BTS Jin Oil Portrait Wins Prize at South Korea's Incheon International Art Exhibition
A hobbyist painter from South Korea has won recognition at the 2025 Incheon International Art Exhibition for an oil portrait of BTS member Jin - a work now on public display at Pine Country Club in Dangjin, South Chungcheong Province.
The artist, Kim Young-mi, painted Jin based on a promotional photograph, placing him in a white shirt against a loose, expressive field of wildflowers - greens and purples rendered with brushwork energetic enough to contrast with Jin's still, composed expression. The result reads less like fan art and more like a considered figurative painting, which may explain why it made it past a competitive jury in the first place.
The Incheon International Art Exhibition is one of South Korea's established fine arts competitions, open to both professional and amateur entrants. Kim's award there puts her work in a different category from the fan-made portraits that flood K-pop communities online. Visitors to the Pine CC gallery have responded accordingly - stopping longer in front of the canvas than a quick glance at a celebrity image would normally warrant.

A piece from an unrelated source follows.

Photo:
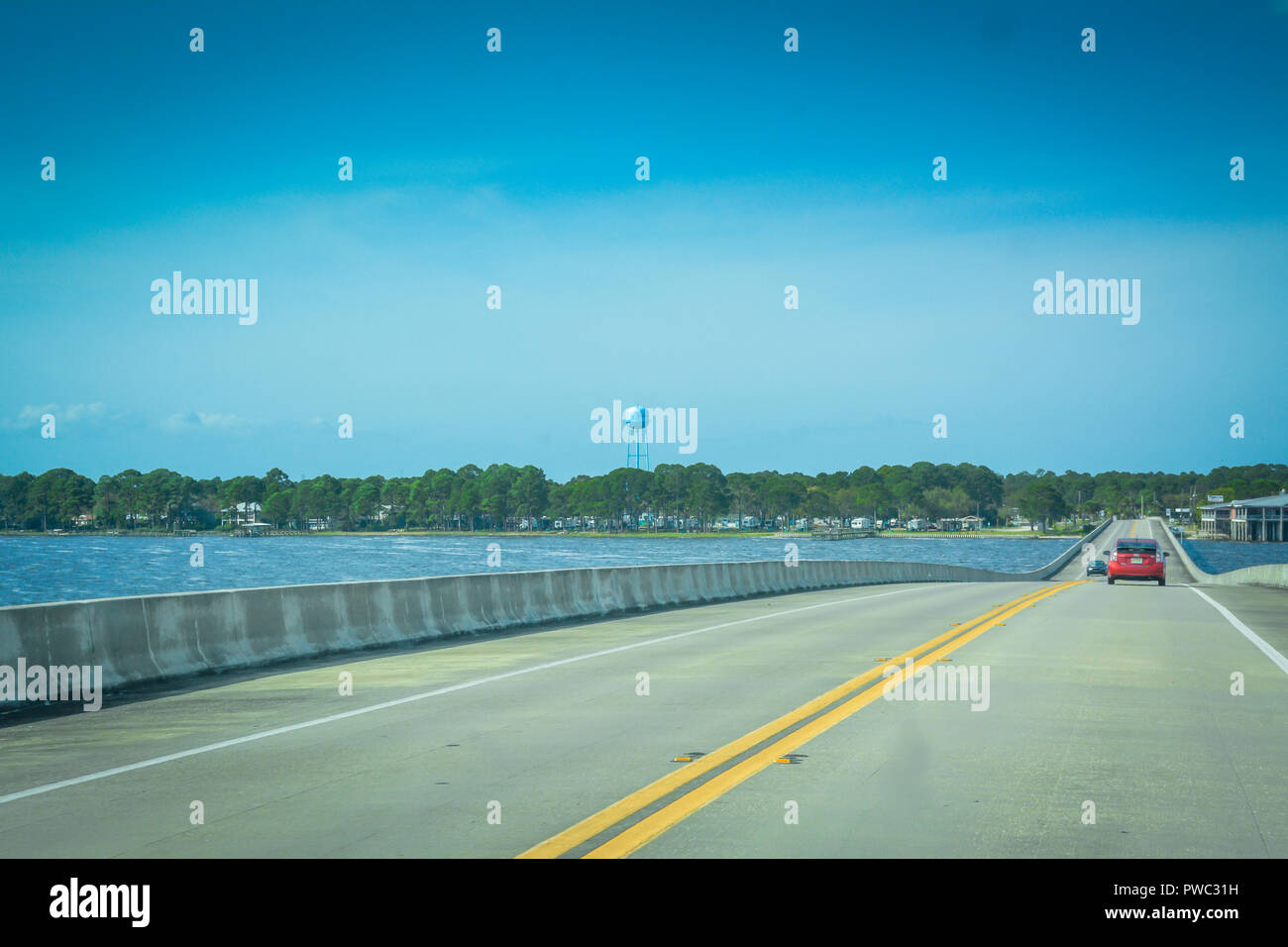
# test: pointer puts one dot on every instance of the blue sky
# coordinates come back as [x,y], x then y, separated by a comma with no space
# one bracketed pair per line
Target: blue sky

Jin, born Kim Seok-jin, completed his mandatory South Korean military service on June 12, 2024, the first BTS member to do so after enlisting in December 2022. He's been one of the busiest people in K-pop since: carrying the Olympic torch in Paris that summer, hosting the variety series Run Jin, releasing his debut solo album Happy in November 2024 and a follow-up EP Echo in May 2025, and launching his first solo world tour - #RUNSEOKJIN_EP.TOUR - beginning June 28, 2025 in Goyang, South Korea. All seven BTS members completed their military service by June 2025.
Kim's painting doesn't require any of that context to work as a piece of art, but it doesn't hurt. Jin has spent years in front of cameras at a scale very few musicians ever reach, and that kind of sustained public presence tends to generate material for artists working outside the idol industry - people who engage with a familiar face on their own terms, without a release schedule or a management company behind them.
That's essentially what happened here: a hobbyist entered a painting into a national competition, won, and the work is now hanging in a gallery where people who may or may not follow K-pop are stopping to look at it.